Sure, this is taking “too long”… but they always do. I’m setting my first public release for 12/12/12. At that point I aim to get the first version out, and I do my best effort to finalize the game during these 30 days.

This started as a small project. In a way it still is – it’s the game mechanisms that took most of my time anyway – and has taken a long time.

And the real answer is:
- So what if scope is too big? Either scale down features or just take more time. If you need art assets, then well, mod some existing game. Or make minecraft like graphics.
- DLC. Patching. There’s a reason why those exist. So that we don’t need to put all our ideas in the first version. Sure, I’d like to have 30 different characters in the game, but I just stick with dozen. Why? Because I can add 20 card character pack later if I want. Similarly your cool shooter game doesn’t need 902 weapons in the beginning. Just throw in 4 for the first release and add more later in a patches.

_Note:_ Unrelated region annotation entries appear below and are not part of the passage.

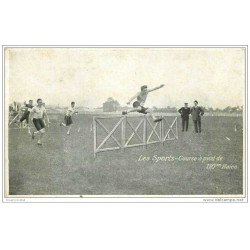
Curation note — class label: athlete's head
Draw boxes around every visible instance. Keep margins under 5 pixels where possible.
[141,85,148,93]
[133,101,140,108]
[36,98,43,106]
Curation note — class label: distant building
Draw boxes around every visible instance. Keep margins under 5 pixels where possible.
[103,97,120,112]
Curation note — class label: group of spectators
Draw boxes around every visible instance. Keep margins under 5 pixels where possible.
[178,100,204,133]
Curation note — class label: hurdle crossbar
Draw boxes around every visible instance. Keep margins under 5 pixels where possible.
[93,115,178,157]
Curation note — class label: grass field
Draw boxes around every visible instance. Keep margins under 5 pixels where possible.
[6,115,243,195]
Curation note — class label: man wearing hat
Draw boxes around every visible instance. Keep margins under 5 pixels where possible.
[178,102,190,132]
[191,100,204,133]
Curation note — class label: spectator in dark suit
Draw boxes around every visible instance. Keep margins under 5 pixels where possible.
[191,101,204,133]
[178,103,190,132]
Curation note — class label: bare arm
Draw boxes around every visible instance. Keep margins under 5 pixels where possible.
[148,84,165,92]
[127,92,140,104]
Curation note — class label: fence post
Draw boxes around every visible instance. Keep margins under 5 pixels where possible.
[143,115,147,149]
[93,117,97,158]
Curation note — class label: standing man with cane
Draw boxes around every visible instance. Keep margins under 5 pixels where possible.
[178,102,190,132]
[191,100,204,133]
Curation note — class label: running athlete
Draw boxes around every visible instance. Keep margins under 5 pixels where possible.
[19,100,34,134]
[30,98,50,145]
[60,102,78,135]
[122,84,164,122]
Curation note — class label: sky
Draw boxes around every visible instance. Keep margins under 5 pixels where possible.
[5,48,245,108]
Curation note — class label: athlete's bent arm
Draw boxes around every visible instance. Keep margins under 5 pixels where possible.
[148,84,165,92]
[127,92,140,104]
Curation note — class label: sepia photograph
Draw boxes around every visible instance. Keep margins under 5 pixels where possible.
[3,46,247,202]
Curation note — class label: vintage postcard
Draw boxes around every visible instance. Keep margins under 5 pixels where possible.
[3,46,247,202]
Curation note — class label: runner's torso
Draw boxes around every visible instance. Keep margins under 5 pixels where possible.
[66,107,75,116]
[32,106,46,119]
[137,92,148,106]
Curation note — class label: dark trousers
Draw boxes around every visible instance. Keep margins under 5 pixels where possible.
[182,117,189,131]
[194,118,201,133]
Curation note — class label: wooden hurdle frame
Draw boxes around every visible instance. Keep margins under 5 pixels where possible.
[93,115,178,157]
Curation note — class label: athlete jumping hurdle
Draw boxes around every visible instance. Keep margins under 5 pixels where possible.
[122,84,164,122]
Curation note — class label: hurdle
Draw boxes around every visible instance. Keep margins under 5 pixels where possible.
[92,115,178,157]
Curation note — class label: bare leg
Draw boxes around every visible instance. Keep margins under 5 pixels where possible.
[37,130,45,145]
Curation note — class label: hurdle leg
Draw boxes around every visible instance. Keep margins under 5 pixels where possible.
[143,115,147,149]
[93,117,97,158]
[121,116,127,152]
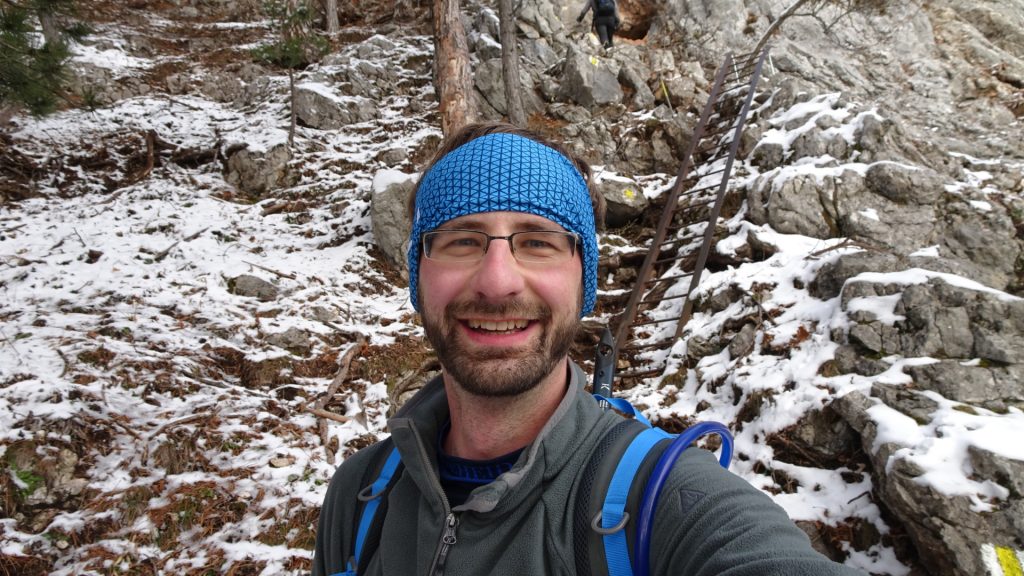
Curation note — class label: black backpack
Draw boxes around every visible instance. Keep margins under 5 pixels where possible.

Narrow down scope, get rid of useless features or minor features. Keep the big important features there. And go further. Put less important stuff in your “maybe later” box.

Dream game needs to be 5 year long project
Developing game long doesn’t guarantee it’s better than if development takes short time.

Split schedule into smaller releases.

Rather than doing “one big dream game project”. Do “series of smaller dream game sub projects that all help create the one big dream game project”. Why? Because it’s in every single way the much more rewarding way to do it.

Are you making up excuses?
It’s easy to come up with excuses. “Need more this or that, then I could do it”.

There are limitations. And if you don’t happen to get some sort of funding, you probably have to be bit more creative to figure out how to get development done.

If visual assets is the problem, then you must think whether art is important. Could you replace it with something easier? Could you mod some existing game?

If it “needs more design”, then start prototyping. Prototyping can quickly reveal issues in design. Get others to play your prototypes. Often. Prototypes can be as simple as pen & paper.

Your might need to reduce your project scope in some aspects, but if you think of “what is the experience my game will offer to players”, you will soon realize that certain “must to have” features we think there should be… aren’t so “must to have” after all.

So, how about that.

Could you start creating your dream game?

Unwiring brain

I’m getting my card game in a real good shape, and will be getting some juicy details later on – when I feel I’m ready to share those. Today, I’m sharing tiny lil design thing. I had a problem naming my decks and explaining what they do. Earlier I used words such as “threat” and “zombie”, and then “challenge” pile. I was trying to explain that you must overcome threat difficulty by using cards in your “challenge” pile. So, “threat difficulty” would be compared against “character’s challenge”.

At some point I renamed these to be simply:

Attack and Defense.

Now, zombie Attack is compared against character’s Defense.

And this blog post probably doesn’t do a good job in explaining how important this small change was… but for me, it was a big deal. It is much easier to explain that “these chaps here ATTACK against you and therefore you must put some effort on DEFENSE.” Attack and Defense are two counterparts, which our brain immediately understands. “Difficulty versus Challenge” really didn’t make any sense.

Good thing one of my testers was puzzled about this and helped me make the change.

Sometimes your brain just goes its own way. You give some shitty name to something (can be function, can be attribute) and six months later you realize that you really gotta do some refactoring.

Even in a physical card game design.